36話 とんでけブーメラン
カラカラカラ…
音をなるべく立てずに戸を開ける。
見ると、いつの間にか大広間が水着姿の女人に埋め尽くされていた。何やら色々と準備をしている。
こうも水着だらけなら、私がいても違和感はないかもしれない。と、一瞬思ったが、鏡に映るガラスに反射する自分の姿が見えた瞬間、そんな考えは露と消えた。
せめてもと思い、ラッシュガードのジッパーを上へ上げた。
「…うむ。これだけでもだいぶマシか?」
「何をこそこそしてるんだね」
「っ?!ク、クルネか…」
壁にもたれてニヤニヤとした笑みを浮かべているクルネがそこにいた。支給品であろう、黒い競泳水着を着て、片手に持った缶にチビチビと口をつけ何かを飲んでいた。
「何を飲んでいる」
「ココア。暑い日に缶で飲むとこれが美味く感じるんだ。で、何をコソコソ隠れてるのかね」
「見れば分かるだろ。このザマを、知り合いに見られたくない」
「でも、君の今日の仕事は皆の監視だろう?こんな隅っこじゃ、救える命も救えないよ〜?」
「ごもっともだが。やけに機嫌がいいじゃないか…お前ならてっきり“下”に残るものだと思っていたが」
「今回は見るもの見なきゃいけなかったからねぇ」
「見るもの?」
「思ってた通りだ。似合ってるネ☆」
「…まさか、お前か?これ手配したの」
「ご想像におまかせするよ」
「はぁ…相変わらずお前には困らされる…」
「それを糧に生きている節はあるからねぇ」
「そういう類の妖怪みたいだ」
「亜人だし、間違ってはいないかもしれないねぇ」
話しているだけで、汗が伝う。
静寂の中、隣で例の空気清浄機が静かに唸っていた。“除湿”のデジタル表示が嘘みたいだが、恐らくこれがなかったらもっと酷かったのだろう。

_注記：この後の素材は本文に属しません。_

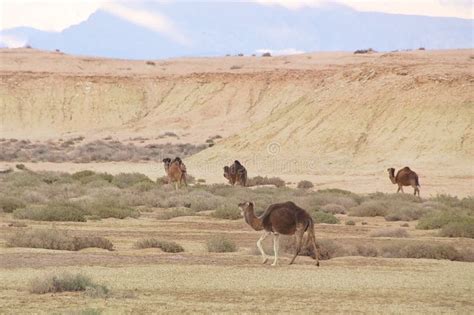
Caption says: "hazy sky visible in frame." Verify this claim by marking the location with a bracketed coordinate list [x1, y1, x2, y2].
[0, 0, 473, 32]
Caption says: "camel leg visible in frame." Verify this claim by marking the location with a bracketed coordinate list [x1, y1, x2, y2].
[290, 227, 304, 265]
[257, 232, 270, 264]
[308, 226, 319, 267]
[272, 234, 280, 266]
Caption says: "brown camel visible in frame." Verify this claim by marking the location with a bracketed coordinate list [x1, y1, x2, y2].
[239, 201, 319, 266]
[163, 157, 188, 190]
[387, 166, 420, 197]
[224, 160, 247, 187]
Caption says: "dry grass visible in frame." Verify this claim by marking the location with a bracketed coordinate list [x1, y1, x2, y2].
[0, 139, 207, 163]
[206, 235, 237, 253]
[370, 228, 409, 237]
[7, 229, 113, 251]
[134, 238, 184, 253]
[297, 180, 314, 189]
[247, 176, 285, 187]
[29, 273, 109, 297]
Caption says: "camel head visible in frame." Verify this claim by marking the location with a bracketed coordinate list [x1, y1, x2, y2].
[239, 201, 254, 218]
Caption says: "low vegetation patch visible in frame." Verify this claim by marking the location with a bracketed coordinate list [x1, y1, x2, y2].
[247, 176, 285, 187]
[207, 235, 237, 253]
[370, 228, 409, 237]
[439, 218, 474, 238]
[310, 210, 340, 224]
[157, 207, 197, 220]
[13, 202, 87, 222]
[297, 180, 314, 189]
[0, 196, 26, 213]
[29, 273, 109, 294]
[7, 229, 113, 251]
[212, 204, 242, 220]
[134, 238, 184, 253]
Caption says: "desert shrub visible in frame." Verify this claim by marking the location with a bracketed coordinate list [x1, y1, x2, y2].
[112, 173, 153, 188]
[416, 211, 466, 230]
[207, 235, 237, 253]
[381, 242, 463, 260]
[134, 238, 184, 253]
[8, 221, 28, 227]
[7, 229, 113, 251]
[385, 204, 427, 221]
[355, 244, 379, 257]
[0, 196, 25, 213]
[30, 273, 109, 294]
[321, 203, 346, 214]
[13, 202, 87, 222]
[310, 210, 339, 224]
[184, 190, 224, 211]
[370, 228, 409, 237]
[297, 180, 314, 189]
[247, 176, 285, 187]
[440, 218, 474, 238]
[157, 207, 197, 220]
[212, 203, 241, 220]
[71, 170, 114, 185]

「向こうでプールに入れてもらいなよ。ここに立っているよりはマシだよ?」
「馬鹿を言うな。あの女人だらけの空間に私が入っていけると思うか?答えは否だ。私はあくまで亜人管理官として監視に徹するのみだ」
「そうかい?まあ君の好きにすればいいけどさ。とりあえずそのジッパーは下げていきなよ」
「…?」
「パーカーから股間の部分だけが覗き出てて、なんだか滑稽に見えるよ」
「……」
私は無言でジッパーを上げた。
大広間は水着姿の亜人共で埋め尽くされている。各々でビニールプールを膨らませたり、組み立て式のビーチチェアを展開したりと、やりたい放題である。決して屋外ではないが、だだっ広い空間が皆に解放感を与えているのだ。

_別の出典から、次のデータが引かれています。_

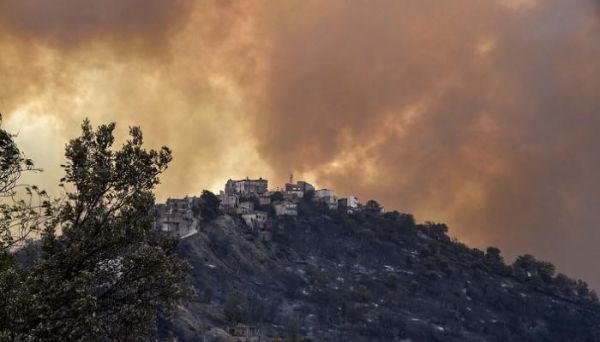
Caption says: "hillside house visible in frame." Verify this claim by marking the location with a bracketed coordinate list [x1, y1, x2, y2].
[219, 191, 239, 210]
[225, 178, 269, 197]
[242, 211, 268, 229]
[227, 323, 260, 342]
[314, 189, 338, 210]
[338, 196, 360, 213]
[154, 197, 199, 239]
[258, 192, 271, 206]
[236, 201, 254, 215]
[273, 201, 298, 216]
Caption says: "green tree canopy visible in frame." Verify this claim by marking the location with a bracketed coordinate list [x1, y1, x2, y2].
[0, 120, 188, 341]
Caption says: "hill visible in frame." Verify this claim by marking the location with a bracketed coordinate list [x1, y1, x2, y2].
[160, 199, 600, 341]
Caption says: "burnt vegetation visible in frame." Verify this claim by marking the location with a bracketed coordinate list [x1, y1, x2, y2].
[162, 196, 600, 341]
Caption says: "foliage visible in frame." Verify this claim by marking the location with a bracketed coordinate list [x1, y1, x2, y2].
[223, 292, 248, 324]
[200, 190, 220, 220]
[0, 120, 188, 341]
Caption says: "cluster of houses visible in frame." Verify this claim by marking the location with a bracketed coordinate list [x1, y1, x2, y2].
[156, 175, 370, 240]
[155, 197, 200, 239]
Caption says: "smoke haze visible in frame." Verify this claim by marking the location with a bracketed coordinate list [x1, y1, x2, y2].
[0, 0, 600, 288]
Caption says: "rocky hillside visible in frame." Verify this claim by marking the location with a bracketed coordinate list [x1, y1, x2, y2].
[161, 204, 600, 341]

遠くにはアウトドア用のグリルも見えるが、大丈夫なのだろうか。
「あっ、サナダさ──────ぶふぉ!!」
冷たい飛沫が私の素肌に付いた。
私は恐る恐る、飛沫が飛んできた方向に向いた。
「あっははは!!なんですかその格好!!ウケ狙いですか?!ウケ狙いですよね?!ははははは!!」
「ちぃっ…最悪だ…!サラ!お前私に1度ならず2度までも吹き出したな!今回は火が出なかったからよかったものを!」
「ひっひひ……はぁ…はぁ………ぶはっ!っ、ダ、ダメだ…私それツボです…!」
「知るか…!」
私の怒号は聞こえているはずだが、サラは壊れた玩具のように笑い続けていた。手に持った紙コップがブルブルと揺れている。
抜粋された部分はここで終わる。